Originally intended to be a four-hour miniseries, The Curse of King Tut's Tomb had about an hour and forty-five minutes edited from the length for the screener copy sent to critics; the version aired on Hallmark was approximately 180 minutes in length.

== Release ==
The film debuted in Spain on April 11, 2006.
The film premiered on Hallmark Channel on May 27, 2006.

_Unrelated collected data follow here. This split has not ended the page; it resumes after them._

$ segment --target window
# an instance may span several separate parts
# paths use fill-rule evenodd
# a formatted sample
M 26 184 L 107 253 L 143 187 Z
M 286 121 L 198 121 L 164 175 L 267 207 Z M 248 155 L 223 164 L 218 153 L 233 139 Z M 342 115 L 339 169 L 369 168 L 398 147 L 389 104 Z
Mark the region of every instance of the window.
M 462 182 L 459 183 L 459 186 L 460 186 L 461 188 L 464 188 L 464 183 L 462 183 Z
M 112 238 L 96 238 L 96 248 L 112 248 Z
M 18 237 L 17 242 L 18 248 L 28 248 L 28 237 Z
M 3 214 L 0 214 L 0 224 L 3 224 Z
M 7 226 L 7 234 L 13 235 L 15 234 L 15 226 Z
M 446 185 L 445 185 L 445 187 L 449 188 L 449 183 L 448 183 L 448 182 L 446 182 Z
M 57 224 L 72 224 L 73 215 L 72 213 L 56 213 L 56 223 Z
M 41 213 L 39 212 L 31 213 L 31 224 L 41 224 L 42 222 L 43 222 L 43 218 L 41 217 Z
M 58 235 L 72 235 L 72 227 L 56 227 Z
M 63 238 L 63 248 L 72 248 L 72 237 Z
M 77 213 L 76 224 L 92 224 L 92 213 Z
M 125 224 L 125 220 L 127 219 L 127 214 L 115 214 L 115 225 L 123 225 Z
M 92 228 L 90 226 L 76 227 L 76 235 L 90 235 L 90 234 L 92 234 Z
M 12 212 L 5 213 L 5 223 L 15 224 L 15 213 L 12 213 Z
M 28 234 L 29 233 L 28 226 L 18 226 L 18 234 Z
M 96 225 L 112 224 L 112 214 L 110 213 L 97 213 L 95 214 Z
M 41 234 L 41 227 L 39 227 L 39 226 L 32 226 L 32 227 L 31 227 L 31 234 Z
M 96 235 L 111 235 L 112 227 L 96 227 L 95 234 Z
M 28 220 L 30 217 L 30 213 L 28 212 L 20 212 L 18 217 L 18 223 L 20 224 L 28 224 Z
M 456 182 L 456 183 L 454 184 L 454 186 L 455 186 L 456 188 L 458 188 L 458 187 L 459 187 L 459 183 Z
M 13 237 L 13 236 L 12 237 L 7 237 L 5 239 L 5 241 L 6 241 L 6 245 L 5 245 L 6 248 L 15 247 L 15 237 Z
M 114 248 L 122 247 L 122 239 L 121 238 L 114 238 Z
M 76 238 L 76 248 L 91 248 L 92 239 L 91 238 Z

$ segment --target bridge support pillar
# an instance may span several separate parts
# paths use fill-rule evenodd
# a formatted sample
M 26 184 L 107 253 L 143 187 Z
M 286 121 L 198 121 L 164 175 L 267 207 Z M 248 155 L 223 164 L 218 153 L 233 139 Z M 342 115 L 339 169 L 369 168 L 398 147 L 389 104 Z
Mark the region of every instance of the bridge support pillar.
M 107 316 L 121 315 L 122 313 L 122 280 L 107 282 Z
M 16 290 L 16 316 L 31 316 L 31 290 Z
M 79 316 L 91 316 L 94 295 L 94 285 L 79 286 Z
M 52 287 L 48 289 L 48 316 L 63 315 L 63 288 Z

The first DVD release was in Japan on December 23, 2006.

== Reception ==
Critical reception for the film upon its release on Hallmark was negative. TV Guide reviewed the film, stating that "the CG-laden miniseries is a gluttonous bore of a tale that is only interesting for the cheesy effects that pop up on the screen every ten or so odd minutes. Otherwise, it's a spot-that-poor-classy actor game, which almost always leads to Malcolm McDowell, who's seen better days in far more worthwhile projects". A reviewer for the Hartford Courant was similarly critical, as they felt that "the thing doesn't even have an ending, preferring to say 'To Be Continued ...' as if it were an old afternoon serial, or a movie we actually cared about".